Bu akşam toplanan AKP Merkez Yürütme Kurulu Ahmet Davutoğlu ve Ayhan Sefer Üstün'ün de aralarında bulunduğu 4 politikacı için kesin ihraç talebiyle talebiyle disiplin süreci başlattı.

Ahmet Davutoğlu ile AKP arasında son zamanlarda giderek tırmanan bir siyasi polemik yaşanıyordu. Davutoğlu son olarak kendisini "hain" olmakla suçlayan AKP'lilere "eski defterleri açarsak insan yüzüne çıkmamazlar" demişti.

Diğer yandan AKP resmi Twitter hesabı Ahmet Davutoğlu'nu takipten çıkardı.

SELÇUK ÖZDAĞ'DAN AÇIKLAMA

İhraç kararı istenenler arasında bulunan Selçuk Özdağ sosyal medya hesabından yaptığı açıklamada "Solcuların döneği, sağcıların haini hiç bitmiyor.

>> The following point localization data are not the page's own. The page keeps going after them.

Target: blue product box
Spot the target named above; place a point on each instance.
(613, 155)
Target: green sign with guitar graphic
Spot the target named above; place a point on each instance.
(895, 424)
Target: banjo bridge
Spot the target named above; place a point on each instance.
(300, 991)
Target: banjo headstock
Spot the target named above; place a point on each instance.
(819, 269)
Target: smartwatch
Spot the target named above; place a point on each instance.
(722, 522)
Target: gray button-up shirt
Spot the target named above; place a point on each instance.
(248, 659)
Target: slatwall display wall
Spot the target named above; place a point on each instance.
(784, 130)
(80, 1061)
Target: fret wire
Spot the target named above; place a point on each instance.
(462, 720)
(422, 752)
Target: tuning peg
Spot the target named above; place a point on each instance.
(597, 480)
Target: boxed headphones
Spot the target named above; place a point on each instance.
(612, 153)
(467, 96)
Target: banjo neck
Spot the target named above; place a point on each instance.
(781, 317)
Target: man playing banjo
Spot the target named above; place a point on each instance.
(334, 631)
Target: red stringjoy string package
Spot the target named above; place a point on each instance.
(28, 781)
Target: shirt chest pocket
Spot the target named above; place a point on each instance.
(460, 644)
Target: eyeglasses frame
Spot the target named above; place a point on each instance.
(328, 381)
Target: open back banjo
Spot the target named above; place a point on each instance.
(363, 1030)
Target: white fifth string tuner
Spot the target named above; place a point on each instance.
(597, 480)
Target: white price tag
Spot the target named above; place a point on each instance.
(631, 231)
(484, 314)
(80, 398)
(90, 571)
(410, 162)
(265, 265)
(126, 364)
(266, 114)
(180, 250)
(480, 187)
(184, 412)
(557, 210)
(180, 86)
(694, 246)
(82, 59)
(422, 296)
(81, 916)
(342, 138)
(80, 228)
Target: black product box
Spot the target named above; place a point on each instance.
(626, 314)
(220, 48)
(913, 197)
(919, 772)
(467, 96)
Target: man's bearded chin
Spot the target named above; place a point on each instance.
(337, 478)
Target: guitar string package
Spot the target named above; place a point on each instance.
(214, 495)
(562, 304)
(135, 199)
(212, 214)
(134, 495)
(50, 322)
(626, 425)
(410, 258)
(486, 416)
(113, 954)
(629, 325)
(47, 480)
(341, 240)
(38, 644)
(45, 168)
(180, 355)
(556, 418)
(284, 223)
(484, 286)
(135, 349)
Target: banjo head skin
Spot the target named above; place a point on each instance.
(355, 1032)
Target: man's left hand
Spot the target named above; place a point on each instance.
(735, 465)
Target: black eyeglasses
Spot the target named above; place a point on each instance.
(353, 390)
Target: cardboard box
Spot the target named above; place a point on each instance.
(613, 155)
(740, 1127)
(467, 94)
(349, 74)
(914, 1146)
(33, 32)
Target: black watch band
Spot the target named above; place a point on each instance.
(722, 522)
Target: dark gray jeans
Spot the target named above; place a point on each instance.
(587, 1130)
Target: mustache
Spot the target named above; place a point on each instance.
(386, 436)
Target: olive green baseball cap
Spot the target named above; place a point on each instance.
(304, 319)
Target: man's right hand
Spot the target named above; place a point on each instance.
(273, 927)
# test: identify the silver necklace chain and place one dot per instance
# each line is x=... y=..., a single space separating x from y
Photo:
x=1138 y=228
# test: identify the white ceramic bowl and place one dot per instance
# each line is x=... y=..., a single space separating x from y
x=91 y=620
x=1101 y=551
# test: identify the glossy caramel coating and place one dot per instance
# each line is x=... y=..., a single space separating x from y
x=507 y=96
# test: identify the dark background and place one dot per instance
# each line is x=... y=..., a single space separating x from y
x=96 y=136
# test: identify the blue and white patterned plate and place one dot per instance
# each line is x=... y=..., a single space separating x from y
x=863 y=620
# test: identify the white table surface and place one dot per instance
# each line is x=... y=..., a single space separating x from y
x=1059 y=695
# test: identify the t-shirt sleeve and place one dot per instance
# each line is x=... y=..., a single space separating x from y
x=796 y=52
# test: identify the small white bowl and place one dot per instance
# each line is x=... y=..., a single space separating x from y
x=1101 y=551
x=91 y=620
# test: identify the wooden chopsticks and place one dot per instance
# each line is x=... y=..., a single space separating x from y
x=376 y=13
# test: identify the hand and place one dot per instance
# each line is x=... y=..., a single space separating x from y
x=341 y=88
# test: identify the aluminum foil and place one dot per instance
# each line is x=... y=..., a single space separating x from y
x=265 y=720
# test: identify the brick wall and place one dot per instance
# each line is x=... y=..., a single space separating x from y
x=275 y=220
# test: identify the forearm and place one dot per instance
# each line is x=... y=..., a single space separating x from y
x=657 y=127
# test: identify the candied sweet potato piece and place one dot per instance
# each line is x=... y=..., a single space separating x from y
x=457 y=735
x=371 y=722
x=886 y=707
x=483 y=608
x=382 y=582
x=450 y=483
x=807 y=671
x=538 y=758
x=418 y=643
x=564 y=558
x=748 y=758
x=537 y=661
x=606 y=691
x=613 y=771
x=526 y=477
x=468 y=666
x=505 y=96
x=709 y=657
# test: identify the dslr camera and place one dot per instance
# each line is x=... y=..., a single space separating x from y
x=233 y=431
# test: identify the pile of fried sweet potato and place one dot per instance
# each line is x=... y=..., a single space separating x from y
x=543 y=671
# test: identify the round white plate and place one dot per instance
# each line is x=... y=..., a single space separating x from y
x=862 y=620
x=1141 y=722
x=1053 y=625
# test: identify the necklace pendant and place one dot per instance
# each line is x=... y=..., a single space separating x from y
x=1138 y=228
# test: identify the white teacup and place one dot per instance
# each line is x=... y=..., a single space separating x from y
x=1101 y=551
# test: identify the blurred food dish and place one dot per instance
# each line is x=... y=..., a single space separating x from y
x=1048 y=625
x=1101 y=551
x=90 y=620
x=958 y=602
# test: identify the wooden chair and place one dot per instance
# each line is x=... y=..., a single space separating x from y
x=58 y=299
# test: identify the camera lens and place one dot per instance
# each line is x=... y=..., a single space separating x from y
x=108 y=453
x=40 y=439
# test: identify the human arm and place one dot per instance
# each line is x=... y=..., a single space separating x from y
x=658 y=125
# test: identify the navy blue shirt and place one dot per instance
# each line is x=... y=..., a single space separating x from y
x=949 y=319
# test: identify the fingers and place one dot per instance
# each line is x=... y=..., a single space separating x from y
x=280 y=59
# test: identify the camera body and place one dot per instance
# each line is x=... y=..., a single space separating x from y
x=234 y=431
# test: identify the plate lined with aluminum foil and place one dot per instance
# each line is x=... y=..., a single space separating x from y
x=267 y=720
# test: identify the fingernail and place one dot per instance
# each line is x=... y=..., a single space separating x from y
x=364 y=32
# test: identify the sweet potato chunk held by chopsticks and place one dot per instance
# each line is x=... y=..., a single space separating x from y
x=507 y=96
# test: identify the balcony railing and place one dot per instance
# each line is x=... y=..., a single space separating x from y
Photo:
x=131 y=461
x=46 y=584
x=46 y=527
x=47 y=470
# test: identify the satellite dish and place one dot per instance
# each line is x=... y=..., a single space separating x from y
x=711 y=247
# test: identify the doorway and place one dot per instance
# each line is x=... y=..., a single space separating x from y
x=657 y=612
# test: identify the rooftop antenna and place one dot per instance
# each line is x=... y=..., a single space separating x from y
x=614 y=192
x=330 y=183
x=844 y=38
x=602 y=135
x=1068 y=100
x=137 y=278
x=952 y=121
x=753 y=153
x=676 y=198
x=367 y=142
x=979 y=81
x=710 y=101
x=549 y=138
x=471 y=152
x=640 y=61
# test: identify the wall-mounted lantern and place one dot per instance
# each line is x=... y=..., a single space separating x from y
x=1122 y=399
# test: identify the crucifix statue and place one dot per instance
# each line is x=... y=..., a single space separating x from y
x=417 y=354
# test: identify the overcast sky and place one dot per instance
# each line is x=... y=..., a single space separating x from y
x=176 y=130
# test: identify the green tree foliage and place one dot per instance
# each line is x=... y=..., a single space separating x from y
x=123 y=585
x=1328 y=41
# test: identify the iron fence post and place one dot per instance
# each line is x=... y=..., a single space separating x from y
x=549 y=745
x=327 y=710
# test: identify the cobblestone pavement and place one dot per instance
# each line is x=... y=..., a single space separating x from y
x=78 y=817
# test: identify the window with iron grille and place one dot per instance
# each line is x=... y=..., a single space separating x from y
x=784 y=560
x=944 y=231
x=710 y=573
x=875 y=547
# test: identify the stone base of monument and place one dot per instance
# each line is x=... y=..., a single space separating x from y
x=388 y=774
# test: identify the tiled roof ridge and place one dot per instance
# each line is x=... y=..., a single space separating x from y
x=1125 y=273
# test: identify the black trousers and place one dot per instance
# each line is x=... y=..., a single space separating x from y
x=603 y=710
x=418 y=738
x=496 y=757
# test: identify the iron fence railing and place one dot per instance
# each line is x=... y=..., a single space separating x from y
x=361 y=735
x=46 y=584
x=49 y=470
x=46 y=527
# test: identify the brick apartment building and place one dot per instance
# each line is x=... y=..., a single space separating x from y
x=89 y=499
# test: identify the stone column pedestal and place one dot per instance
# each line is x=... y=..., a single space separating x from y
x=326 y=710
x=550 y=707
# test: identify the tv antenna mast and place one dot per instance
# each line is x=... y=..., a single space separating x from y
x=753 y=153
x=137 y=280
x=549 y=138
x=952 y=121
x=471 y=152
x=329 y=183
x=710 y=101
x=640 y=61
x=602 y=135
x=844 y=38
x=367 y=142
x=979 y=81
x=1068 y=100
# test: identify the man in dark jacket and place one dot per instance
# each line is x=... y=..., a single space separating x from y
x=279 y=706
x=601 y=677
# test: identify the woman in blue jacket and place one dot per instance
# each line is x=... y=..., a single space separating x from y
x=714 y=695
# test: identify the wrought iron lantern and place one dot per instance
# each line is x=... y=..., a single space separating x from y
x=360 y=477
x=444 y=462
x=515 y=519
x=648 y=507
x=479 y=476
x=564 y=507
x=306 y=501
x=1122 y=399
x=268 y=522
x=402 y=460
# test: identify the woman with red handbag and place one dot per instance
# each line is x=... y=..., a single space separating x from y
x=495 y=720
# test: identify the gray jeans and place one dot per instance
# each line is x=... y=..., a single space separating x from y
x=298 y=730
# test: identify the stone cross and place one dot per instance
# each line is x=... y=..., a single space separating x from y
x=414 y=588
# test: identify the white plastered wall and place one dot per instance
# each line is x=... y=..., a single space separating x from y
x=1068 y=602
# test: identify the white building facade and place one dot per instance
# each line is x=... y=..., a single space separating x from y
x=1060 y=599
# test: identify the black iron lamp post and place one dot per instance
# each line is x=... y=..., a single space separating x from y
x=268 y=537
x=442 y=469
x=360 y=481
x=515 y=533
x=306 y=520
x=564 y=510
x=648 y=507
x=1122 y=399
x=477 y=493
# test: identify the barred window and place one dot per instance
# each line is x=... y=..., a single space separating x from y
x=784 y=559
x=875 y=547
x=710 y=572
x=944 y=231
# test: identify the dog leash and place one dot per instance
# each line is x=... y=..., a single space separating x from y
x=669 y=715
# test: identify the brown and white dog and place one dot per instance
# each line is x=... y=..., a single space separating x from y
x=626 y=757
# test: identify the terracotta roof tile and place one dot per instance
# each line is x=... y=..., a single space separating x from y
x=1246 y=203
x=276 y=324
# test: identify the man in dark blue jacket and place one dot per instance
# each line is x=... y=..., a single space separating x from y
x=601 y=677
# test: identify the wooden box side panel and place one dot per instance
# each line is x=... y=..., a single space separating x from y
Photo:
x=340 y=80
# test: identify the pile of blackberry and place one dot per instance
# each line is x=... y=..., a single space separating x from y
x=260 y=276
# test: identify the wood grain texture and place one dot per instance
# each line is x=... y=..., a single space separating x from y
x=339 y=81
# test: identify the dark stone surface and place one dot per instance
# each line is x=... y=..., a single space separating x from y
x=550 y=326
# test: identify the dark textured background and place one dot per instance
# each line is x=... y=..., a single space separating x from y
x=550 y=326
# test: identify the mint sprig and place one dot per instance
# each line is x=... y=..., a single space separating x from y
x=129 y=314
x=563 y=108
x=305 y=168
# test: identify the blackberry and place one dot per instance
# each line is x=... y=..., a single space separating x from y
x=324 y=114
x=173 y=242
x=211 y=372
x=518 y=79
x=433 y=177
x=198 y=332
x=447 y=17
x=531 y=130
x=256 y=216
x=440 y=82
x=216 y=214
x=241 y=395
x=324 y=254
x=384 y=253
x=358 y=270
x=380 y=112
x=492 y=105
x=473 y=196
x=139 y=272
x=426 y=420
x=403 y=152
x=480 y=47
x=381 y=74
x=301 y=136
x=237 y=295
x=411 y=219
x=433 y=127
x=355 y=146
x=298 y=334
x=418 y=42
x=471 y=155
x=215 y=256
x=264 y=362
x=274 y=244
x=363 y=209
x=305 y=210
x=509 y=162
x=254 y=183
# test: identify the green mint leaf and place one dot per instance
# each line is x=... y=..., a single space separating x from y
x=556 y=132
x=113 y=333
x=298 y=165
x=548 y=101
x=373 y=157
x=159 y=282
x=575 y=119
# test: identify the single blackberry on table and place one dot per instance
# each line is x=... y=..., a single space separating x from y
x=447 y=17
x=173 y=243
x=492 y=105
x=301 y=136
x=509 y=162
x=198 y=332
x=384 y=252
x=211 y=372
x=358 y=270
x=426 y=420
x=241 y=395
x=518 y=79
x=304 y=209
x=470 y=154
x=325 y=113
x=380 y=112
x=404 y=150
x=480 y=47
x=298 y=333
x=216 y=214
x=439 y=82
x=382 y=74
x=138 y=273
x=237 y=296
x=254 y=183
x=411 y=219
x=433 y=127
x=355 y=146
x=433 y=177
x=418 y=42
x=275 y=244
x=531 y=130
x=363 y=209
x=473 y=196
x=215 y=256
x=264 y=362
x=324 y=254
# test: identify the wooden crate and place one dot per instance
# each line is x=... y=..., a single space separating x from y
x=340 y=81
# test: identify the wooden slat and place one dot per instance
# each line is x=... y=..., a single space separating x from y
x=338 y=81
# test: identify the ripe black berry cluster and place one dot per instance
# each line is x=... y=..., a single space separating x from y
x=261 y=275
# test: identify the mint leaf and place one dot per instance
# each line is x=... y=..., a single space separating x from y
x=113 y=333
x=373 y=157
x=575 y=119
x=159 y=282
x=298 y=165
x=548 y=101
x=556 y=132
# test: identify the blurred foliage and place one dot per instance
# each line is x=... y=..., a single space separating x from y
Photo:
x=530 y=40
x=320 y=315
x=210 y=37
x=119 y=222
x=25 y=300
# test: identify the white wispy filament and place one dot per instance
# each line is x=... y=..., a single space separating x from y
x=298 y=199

En ufak bir eleştiri veya farklı değerlendirme olduğu zaman hemen davaya ihanet veya davadan dönmek etiketini yapıştır gitsin. Son dönemlerde AK Parti'nin içerisinde olduğu durum da bunun en tipik örneği." ifadelerine yer verdi.

Özdağ "Birşeylerin ters gittiğini, yanlış işlerin olduğunu söyleyenler dışlanıyor. Seçmen sandıkta net mesajlar veriyor ve bu mesaj maalesef algılanmıyor. “Seni kılıcımla düzeltirim ya Ömer!” mucibince bir tavır takınıyorsun davaya ihanet ile suçlanıyorsun. Dost acı söyler"; "Haksızlıklar karşısında susan dilsiz şeytandır" düşüncesiyle fikirlerini ifade ediyorsun hakarete varan pespayelikler ile muhatap oluyorsun.Halbuki ortada bir dava varsa; davaya ihanet edenler doğru bildiklerini söyleyenler ve bunu haykıranlar değil, yapılan her yanlışa alkış tutanlardır.Türk Milletinin vekili olmak gibi yüce bir görevi yerine getirmek yerine modaya bazı isimlere ne kadar hakaret edersem o kadar yaranırım çukuruna düşmüş ve iki kelime yazmaktan acizlere söylenecek başka sözümüz yoktur. Son sözümüz yine bu minvalde olsun: Dost acı söyler" sözlerini dile getirdi.